For Ross Kinkaid the Vietnam War never ended. Although it's been fifteen years since his involvement with Shadow (a joint CIA/Army covert operation formed to disrupt the Communist governments) not a day goes by that he doesn't remember and think about the men who never came home and the men who were left behind.

The White House is ready to begin the final phase of operation Shadow. Kinkaid's involvement is essential, as he is the only person who knows the identity of the men inserted into the Cambodian regime.

Although bored with his 9 to 5 job, Kinkaid has a bigger problem. He fears he is falling in love with a married co-worker. So, when the invitation to return to active duty is issued, Kinkaid accepts. He is a man running from both his past and his future. He soon discovers that this is a race he can't win.
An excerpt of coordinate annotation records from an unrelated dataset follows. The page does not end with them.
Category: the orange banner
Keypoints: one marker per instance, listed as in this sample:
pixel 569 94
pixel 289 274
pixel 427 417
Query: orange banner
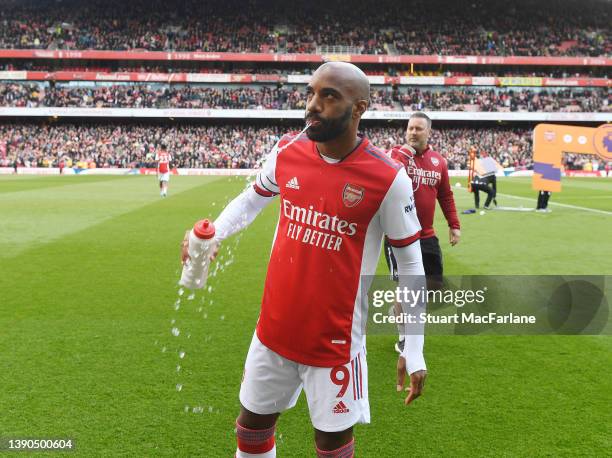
pixel 550 141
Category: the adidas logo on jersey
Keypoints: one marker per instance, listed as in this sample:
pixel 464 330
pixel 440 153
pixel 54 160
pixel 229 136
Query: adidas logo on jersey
pixel 293 184
pixel 340 408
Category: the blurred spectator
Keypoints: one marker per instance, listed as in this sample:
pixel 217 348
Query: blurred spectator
pixel 450 98
pixel 442 27
pixel 223 146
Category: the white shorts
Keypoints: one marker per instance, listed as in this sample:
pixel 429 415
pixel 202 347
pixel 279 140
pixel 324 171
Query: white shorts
pixel 337 397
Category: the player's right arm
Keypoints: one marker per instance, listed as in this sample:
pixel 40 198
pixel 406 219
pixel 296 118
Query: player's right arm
pixel 399 221
pixel 241 211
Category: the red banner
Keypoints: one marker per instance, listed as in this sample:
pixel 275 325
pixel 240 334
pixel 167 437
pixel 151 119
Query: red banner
pixel 585 173
pixel 264 78
pixel 268 57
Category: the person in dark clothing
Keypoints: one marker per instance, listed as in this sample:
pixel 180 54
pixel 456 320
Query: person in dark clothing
pixel 487 185
pixel 543 197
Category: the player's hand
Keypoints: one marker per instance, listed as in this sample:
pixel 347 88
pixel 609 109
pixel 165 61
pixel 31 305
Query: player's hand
pixel 417 381
pixel 185 248
pixel 214 250
pixel 454 235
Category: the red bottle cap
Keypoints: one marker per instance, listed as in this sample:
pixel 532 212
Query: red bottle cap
pixel 204 229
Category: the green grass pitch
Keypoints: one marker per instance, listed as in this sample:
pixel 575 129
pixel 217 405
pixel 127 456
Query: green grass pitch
pixel 88 272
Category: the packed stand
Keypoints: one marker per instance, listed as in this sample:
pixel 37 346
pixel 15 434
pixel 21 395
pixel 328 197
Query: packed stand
pixel 225 146
pixel 293 98
pixel 442 27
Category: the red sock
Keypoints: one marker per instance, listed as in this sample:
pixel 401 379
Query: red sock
pixel 346 451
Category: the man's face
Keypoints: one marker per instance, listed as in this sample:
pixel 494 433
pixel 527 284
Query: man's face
pixel 417 133
pixel 328 108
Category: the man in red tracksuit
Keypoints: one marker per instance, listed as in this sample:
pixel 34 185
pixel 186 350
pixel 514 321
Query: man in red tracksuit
pixel 429 174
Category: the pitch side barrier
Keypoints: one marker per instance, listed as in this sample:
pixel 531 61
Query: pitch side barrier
pixel 183 56
pixel 229 78
pixel 508 172
pixel 186 113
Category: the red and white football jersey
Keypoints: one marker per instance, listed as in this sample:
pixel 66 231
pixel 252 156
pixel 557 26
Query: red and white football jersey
pixel 332 220
pixel 163 162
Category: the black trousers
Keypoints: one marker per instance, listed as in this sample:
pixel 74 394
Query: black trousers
pixel 543 197
pixel 489 191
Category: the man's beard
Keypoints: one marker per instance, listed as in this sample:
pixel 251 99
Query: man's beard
pixel 329 129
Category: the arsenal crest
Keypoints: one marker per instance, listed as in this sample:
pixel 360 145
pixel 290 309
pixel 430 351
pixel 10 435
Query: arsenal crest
pixel 549 135
pixel 352 195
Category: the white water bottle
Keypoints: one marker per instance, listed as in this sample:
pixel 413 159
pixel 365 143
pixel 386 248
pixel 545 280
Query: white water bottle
pixel 195 270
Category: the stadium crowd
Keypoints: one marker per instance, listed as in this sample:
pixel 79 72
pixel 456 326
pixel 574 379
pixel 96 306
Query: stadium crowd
pixel 220 146
pixel 241 68
pixel 478 27
pixel 285 98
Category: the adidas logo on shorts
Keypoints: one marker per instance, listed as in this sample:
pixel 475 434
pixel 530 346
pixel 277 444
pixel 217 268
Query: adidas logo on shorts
pixel 293 184
pixel 340 408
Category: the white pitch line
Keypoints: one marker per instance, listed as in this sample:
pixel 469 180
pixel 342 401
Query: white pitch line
pixel 575 207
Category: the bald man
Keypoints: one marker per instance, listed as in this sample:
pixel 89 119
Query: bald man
pixel 338 196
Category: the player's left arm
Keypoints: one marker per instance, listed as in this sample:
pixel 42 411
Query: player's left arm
pixel 446 199
pixel 399 221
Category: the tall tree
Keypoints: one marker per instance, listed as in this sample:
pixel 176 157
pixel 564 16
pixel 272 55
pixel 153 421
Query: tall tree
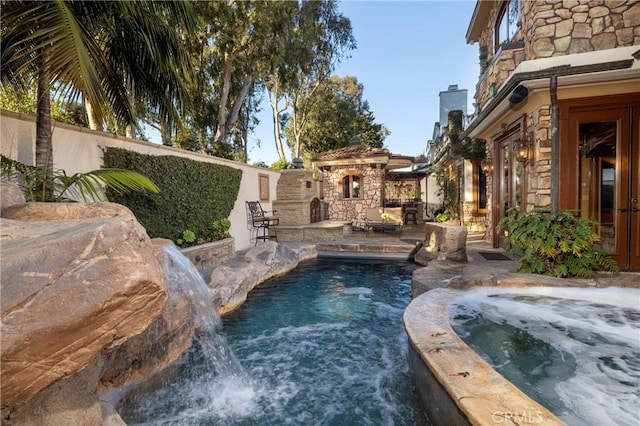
pixel 231 50
pixel 317 39
pixel 337 113
pixel 65 44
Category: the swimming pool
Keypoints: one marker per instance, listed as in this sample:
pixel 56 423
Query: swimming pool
pixel 576 351
pixel 323 344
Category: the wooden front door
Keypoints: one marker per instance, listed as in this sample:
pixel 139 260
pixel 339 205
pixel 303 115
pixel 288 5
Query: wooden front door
pixel 604 180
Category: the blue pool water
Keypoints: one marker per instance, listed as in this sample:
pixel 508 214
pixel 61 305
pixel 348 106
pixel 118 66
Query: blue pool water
pixel 323 345
pixel 574 350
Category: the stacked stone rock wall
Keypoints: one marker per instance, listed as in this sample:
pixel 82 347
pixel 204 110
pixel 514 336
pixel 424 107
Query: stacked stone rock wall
pixel 351 208
pixel 555 28
pixel 296 189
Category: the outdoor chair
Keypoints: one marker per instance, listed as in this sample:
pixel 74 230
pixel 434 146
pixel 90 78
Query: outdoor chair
pixel 260 221
pixel 410 210
pixel 383 220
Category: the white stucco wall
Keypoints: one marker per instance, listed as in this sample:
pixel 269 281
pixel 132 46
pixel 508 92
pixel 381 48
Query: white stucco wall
pixel 77 149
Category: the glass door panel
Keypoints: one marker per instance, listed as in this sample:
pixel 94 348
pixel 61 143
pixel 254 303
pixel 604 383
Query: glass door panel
pixel 598 190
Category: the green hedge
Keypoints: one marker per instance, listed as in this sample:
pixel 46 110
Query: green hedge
pixel 192 194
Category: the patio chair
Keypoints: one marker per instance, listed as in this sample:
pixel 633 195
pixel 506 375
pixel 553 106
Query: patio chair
pixel 374 222
pixel 260 221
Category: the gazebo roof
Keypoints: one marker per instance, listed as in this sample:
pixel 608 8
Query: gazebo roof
pixel 351 151
pixel 361 154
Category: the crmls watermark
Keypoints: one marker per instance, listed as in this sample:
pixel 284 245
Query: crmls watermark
pixel 517 417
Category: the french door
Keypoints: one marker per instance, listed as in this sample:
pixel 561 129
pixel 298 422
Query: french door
pixel 604 183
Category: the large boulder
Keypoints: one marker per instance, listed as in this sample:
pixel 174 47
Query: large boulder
pixel 168 336
pixel 71 288
pixel 443 241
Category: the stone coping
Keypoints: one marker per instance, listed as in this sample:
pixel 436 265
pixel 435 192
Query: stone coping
pixel 481 394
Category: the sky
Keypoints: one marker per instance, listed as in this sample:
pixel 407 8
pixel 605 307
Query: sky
pixel 407 53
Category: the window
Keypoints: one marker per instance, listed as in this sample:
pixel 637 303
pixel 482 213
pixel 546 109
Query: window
pixel 351 186
pixel 507 23
pixel 481 188
pixel 264 186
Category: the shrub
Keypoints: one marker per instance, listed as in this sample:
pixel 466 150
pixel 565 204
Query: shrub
pixel 192 195
pixel 554 243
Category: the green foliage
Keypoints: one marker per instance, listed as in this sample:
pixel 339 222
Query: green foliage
pixel 554 243
pixel 442 217
pixel 38 185
pixel 24 101
pixel 470 149
pixel 193 194
pixel 188 238
pixel 220 229
pixel 334 114
pixel 281 164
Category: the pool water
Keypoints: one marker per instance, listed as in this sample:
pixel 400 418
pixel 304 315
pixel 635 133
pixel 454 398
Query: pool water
pixel 575 351
pixel 322 345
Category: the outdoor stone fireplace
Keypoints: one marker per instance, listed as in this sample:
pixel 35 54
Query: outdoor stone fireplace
pixel 301 211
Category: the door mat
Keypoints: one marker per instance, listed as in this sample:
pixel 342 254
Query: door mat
pixel 490 255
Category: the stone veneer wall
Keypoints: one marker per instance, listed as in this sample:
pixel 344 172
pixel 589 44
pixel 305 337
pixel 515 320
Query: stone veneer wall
pixel 372 190
pixel 296 188
pixel 554 28
pixel 563 27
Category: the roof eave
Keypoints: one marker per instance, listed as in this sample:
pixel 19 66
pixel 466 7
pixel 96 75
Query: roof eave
pixel 568 75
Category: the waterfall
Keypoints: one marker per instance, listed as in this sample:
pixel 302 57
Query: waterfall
pixel 208 381
pixel 184 278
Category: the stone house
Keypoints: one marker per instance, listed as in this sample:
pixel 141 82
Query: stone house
pixel 558 104
pixel 357 177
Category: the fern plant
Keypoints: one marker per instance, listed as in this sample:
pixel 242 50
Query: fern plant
pixel 554 243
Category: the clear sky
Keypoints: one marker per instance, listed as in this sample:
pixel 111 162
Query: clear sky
pixel 407 53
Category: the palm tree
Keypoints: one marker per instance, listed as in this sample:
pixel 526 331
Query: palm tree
pixel 101 52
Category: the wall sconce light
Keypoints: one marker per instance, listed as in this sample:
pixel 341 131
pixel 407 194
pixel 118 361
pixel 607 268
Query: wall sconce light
pixel 521 149
pixel 486 165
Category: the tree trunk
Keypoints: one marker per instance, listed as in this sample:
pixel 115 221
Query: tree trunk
pixel 93 123
pixel 221 132
pixel 130 129
pixel 44 146
pixel 277 137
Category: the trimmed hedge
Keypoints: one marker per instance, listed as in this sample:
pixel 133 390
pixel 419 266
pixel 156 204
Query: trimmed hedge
pixel 192 194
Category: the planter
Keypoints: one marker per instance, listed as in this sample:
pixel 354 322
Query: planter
pixel 211 254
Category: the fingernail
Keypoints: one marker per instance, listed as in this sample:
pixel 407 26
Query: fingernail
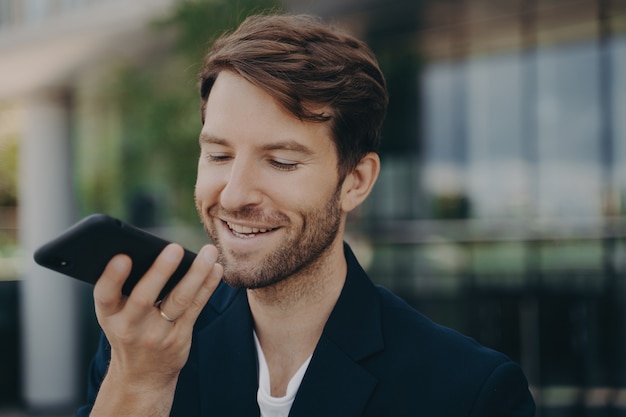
pixel 209 254
pixel 119 263
pixel 171 253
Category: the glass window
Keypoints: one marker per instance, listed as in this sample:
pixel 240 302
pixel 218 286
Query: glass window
pixel 444 136
pixel 618 58
pixel 497 180
pixel 569 130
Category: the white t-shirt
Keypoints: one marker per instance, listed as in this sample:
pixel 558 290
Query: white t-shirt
pixel 276 406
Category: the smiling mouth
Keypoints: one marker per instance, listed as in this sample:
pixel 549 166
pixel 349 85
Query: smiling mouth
pixel 246 232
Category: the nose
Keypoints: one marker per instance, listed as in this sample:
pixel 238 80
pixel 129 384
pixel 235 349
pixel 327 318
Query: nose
pixel 242 186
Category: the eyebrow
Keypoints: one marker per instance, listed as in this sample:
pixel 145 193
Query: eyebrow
pixel 288 144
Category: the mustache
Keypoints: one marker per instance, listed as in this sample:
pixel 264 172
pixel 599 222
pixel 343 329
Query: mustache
pixel 253 214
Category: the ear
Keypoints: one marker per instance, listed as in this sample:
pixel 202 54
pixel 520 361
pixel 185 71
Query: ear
pixel 358 183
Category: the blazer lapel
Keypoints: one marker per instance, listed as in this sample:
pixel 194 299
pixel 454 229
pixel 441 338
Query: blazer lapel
pixel 227 362
pixel 335 383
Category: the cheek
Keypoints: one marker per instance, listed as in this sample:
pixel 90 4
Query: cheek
pixel 206 187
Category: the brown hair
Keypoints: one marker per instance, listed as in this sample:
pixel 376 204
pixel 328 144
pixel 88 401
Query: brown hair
pixel 307 65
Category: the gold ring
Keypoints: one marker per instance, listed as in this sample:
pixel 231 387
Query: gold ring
pixel 166 317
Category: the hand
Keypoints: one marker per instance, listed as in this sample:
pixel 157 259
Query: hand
pixel 147 350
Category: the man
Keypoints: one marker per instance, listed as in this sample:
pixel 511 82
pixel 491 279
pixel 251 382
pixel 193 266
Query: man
pixel 291 113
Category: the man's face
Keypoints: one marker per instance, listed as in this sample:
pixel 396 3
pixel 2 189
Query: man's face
pixel 267 190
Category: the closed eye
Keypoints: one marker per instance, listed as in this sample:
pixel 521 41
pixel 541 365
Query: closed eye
pixel 216 157
pixel 283 166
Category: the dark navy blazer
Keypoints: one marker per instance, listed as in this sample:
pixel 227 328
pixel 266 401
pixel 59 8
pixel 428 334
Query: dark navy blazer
pixel 377 356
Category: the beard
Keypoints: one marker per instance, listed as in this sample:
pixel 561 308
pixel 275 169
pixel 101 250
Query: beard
pixel 302 251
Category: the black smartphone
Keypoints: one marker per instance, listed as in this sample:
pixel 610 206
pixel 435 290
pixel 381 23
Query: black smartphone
pixel 83 251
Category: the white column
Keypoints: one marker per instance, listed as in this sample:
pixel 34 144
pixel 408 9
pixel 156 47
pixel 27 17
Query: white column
pixel 49 301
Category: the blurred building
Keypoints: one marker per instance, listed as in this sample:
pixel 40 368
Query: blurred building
pixel 500 210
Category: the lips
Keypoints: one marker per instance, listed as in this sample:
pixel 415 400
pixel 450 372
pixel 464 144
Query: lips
pixel 246 231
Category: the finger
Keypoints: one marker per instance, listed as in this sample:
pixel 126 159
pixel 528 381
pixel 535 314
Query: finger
pixel 150 285
pixel 206 290
pixel 108 289
pixel 184 295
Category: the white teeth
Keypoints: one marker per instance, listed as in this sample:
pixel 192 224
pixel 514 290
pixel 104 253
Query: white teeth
pixel 245 229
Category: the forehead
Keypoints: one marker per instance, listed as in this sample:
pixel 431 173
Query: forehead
pixel 236 110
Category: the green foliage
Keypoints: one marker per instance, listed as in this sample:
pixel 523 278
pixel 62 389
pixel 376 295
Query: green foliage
pixel 8 171
pixel 159 103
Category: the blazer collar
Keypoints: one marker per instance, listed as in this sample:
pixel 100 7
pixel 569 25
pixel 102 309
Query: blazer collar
pixel 335 384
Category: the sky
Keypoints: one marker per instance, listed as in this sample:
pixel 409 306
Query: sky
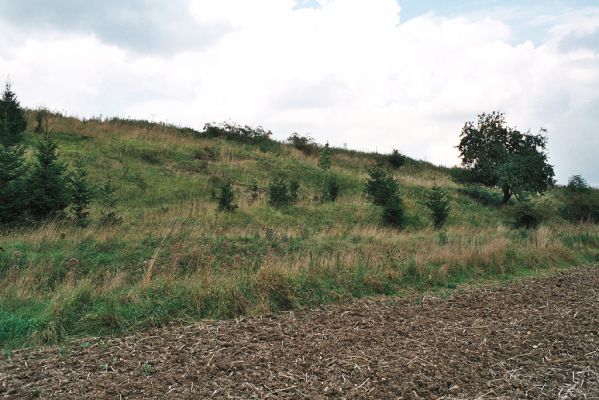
pixel 371 75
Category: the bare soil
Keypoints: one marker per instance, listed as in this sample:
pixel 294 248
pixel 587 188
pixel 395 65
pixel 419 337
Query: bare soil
pixel 535 338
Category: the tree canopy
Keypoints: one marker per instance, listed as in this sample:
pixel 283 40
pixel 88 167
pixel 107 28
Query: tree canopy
pixel 496 155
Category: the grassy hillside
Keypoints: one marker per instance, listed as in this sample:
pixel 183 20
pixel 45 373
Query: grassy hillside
pixel 176 258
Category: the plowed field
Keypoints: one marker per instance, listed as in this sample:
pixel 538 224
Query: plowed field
pixel 535 338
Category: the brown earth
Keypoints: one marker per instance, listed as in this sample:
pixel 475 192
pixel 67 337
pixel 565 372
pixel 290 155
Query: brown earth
pixel 536 338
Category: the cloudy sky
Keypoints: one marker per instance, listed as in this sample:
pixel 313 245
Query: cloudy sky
pixel 375 75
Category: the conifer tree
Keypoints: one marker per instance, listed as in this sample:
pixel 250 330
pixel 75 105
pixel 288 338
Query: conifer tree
pixel 12 118
pixel 226 197
pixel 47 186
pixel 12 185
pixel 81 194
pixel 324 161
pixel 438 205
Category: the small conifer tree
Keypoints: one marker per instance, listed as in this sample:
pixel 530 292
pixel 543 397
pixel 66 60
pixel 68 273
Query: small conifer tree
pixel 381 185
pixel 438 204
pixel 12 118
pixel 331 190
pixel 396 159
pixel 393 212
pixel 41 121
pixel 81 194
pixel 324 162
pixel 226 197
pixel 254 191
pixel 109 214
pixel 47 186
pixel 12 184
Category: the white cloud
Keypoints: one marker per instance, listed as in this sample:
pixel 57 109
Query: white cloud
pixel 347 72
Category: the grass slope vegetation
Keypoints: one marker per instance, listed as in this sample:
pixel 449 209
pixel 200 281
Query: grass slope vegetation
pixel 175 257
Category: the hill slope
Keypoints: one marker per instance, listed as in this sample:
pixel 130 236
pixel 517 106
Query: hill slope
pixel 175 257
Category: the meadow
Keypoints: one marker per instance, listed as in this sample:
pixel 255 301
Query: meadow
pixel 176 258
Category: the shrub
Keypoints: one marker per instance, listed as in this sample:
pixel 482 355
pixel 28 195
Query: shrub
pixel 581 207
pixel 226 197
pixel 393 212
pixel 396 159
pixel 486 197
pixel 438 204
pixel 331 189
pixel 577 184
pixel 305 144
pixel 237 133
pixel 282 193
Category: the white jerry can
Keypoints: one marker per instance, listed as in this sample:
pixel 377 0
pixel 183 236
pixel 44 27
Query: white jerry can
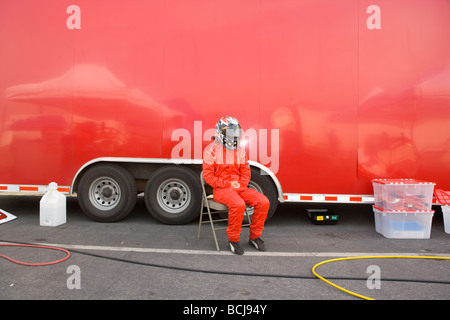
pixel 52 207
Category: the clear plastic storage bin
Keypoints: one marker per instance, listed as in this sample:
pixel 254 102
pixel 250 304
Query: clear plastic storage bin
pixel 403 224
pixel 403 194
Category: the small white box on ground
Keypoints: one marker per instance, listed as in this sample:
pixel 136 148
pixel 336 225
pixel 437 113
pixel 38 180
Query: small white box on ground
pixel 403 224
pixel 52 207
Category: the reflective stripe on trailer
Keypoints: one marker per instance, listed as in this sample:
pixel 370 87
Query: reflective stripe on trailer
pixel 30 188
pixel 336 198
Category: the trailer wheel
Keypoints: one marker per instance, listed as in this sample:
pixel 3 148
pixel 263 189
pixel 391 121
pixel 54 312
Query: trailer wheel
pixel 173 195
pixel 107 193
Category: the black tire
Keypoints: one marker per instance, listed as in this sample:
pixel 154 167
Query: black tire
pixel 173 195
pixel 107 193
pixel 264 184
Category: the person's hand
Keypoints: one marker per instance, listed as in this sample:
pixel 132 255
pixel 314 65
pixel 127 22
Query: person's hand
pixel 235 184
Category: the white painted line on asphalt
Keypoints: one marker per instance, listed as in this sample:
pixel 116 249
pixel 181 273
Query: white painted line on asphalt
pixel 247 253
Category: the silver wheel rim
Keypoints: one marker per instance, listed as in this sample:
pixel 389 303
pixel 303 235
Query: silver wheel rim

Before the final curtain falls, Kinkaid will discover enemies he didn't know he had . . . friends he didn't know he had . . . and the woman he was meant to spend his life with.

Think John Wayne, think honor, think dedication to duty, love of country, and think of a man with memories to battle and a past that needs closure and you'll have a good handle on Ross Kinkaid.

Although there are certain elements of Shadows in Replay that stretch the realm of believability, for anyone who enjoys Military espionage thrillers Shadows in Replay will hit the mark.